Last night I went to a Dr. Who Themed bar in my neighborhood called The Way Station. I’ve been there a number of times before but last night it was by far the MOST crowded I have ever seen. It was a promotional event, in honor of the disparity in wages between men and women (women make 77¢ for every $1 a man makes in an equivalent position when adjusted for location/experience etc) and it being 7/7, women only paid 77% of their  bar tabs. A cracker jack PR team ensured the event got plenty of coverage beforehand and I saw at least one satellite truck parked across the street last night to catch up everyone who didn’t hear about it already.

And did I mention it was packed? Shoulder to shoulder for the 2+ hours I was there with some friends and my partner. It was a sweaty, disgusting mess but it was also great. Look at the buying power of women! Isn’t this wage gap thing thing ridiculous?! It is and the promotion was obviously a success, but unfortunately, it missed a huge glaring issue: that number 77% (sometimes rounded down to 75%) actually only applies when we consider white women as compared to white men.

Chalkboard Outside The Way Station last night.
Chalkboard Outside The Way Station last night.

THIS is why intersectional feminism is so important.

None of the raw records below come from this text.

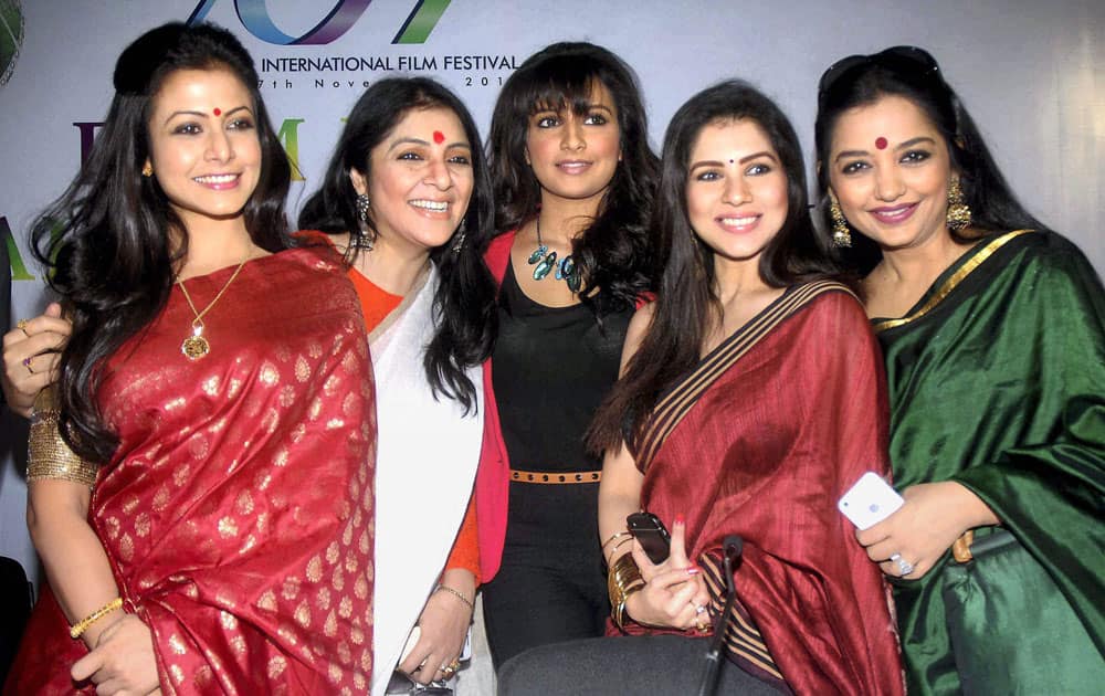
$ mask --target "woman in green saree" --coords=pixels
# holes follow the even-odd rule
[[[909,692],[1105,683],[1105,291],[1017,202],[925,51],[821,78],[825,229],[863,276],[905,505],[856,534]]]

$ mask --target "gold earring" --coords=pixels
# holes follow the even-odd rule
[[[964,190],[959,177],[953,177],[948,187],[948,229],[958,232],[970,226],[970,207],[964,202]]]
[[[852,245],[852,230],[844,220],[844,211],[840,209],[836,194],[829,191],[829,214],[832,217],[832,245],[848,247]]]

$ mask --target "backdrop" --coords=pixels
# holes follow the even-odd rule
[[[229,28],[253,53],[303,176],[293,210],[316,186],[343,115],[387,75],[443,81],[486,131],[499,85],[527,55],[552,41],[588,40],[636,70],[654,145],[687,97],[738,76],[780,103],[809,154],[817,83],[829,64],[924,46],[1028,208],[1105,268],[1099,0],[0,0],[0,234],[11,256],[13,320],[46,302],[27,226],[75,173],[107,110],[119,51],[147,29],[189,19]],[[6,412],[0,555],[38,577],[23,521],[25,433]]]

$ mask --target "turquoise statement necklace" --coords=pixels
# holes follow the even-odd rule
[[[540,214],[537,215],[537,249],[529,254],[528,262],[532,266],[536,265],[534,268],[535,281],[544,281],[556,268],[556,273],[554,274],[556,280],[567,283],[568,289],[571,292],[579,292],[579,266],[576,265],[576,260],[571,257],[571,254],[568,254],[560,260],[560,263],[557,263],[556,252],[550,252],[548,244],[541,241]]]

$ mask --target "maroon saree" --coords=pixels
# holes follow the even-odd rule
[[[836,512],[865,471],[886,474],[878,346],[844,286],[789,288],[664,394],[636,443],[642,508],[686,519],[717,597],[740,535],[729,655],[800,694],[901,694],[890,595]],[[639,632],[639,631],[632,631]]]
[[[204,307],[233,268],[187,281]],[[372,667],[371,363],[336,256],[243,266],[181,355],[178,287],[108,362],[101,408],[120,444],[90,523],[125,609],[151,630],[168,694],[365,693]],[[7,693],[93,693],[49,588]]]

Yeah, this is a terrible for situation for white women, and as a white woman I’d like it very much if it changed. But it’s an even WORSE situation for women of color, queer women (and men) and disabled women (and men) and as a human being I’d like it very much if it changed.

Thanks to the nature of capitalism, wage inequality significantly holds women back from reaching true equality. Our ability to be independent and autonomous is hindered when we are treated as substandard to men. But if these things are still out of reach, if these issues still exist at 77%, imagine how magnified they are at 64% for black women, or 54% for hispanic women.

What the Way Station did was great, it drew attention to a very real issue. I don’t fault them for only doing 77% instead of breaking it down by race. That can get tricky in any situation ESPECIALLY in a dark and crowded bar and I’d advise against it, especially because it tip toes a little too closely to straight up racism. Also, 77% is the number we hear about the most often in the media. It’s the number pundits throw around. Liberals say we need to close that remaining 23% and conservatives say it doesn’t exist. You know the drill. But lost in the shuffle are the women and families suffering because of this. Struggling to make ends meet at a sharper angle than their white sisters.

We should fight to end wage inequality, but not just for white women.

We cannot forget about these women. We cannot pretend that woman’s struggle is the same regardless of race. We cannot ignore these facts any more.